Dear reader, today we will be taking an in-depth look at Intel’s upcoming Sapphire Rapids-WS workstation processors and analyzing how the new Xeon lineup plans to compete with AMD’s Ryzen Threadripper Pro chips for high-end desktop PCs and workstations. There is much anticipation across the professional computing industry around Intel’s response to AMD’s resurgence, based on the specifications revealed so far. Let’s dive into the architectural improvements, benchmark comparisons, platform features and real-world use cases where Sapphire Rapids-WS will aim to excel.

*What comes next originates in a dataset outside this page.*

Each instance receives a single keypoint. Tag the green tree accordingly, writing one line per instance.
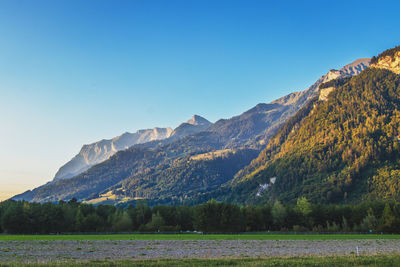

First, some quick background. Intel has dominated the workstation and server CPU markets for well over a decade, ever since AMD’s architecture stumbled with Bulldozer. Intel’s Xeon server chips and Xeon W workstation processors, based on architectures like Sandy Bridge, Ivy Bridge, Haswell and Skylake, have held commanding performance and efficiency leads in most enterprise and professional applications.

AMD’s fortunes reversed in 2017 with the launch of its new Zen microarchitecture and Ryzen family of processors. Zen finally allowed AMD to compete on performance and cores with Intel. The subsequent Zen 2 and Zen 3 iterations have catapulted AMD technology ahead in areas like manufacturing process, core counts and memory bandwidth. AMD’s latest EPYC server chips and Ryzen Threadripper Pro workstation processors now threaten Intel’s market leadership.

The specs recently leaked for Intel’s upcoming Sapphire Rapids-WS family show the company is responding aggressively to match AMD’s technology. The new Xeon W9-3495X flagship boasts 56 cores and 112 threads enabled by Hyper-Threading, a big jump from the previous W-3300 series limit of 38 cores. With its HBM memory architecture, AMD still holds the core count lead for now with 64-core EPYC and Threadripper Pro chips on the market.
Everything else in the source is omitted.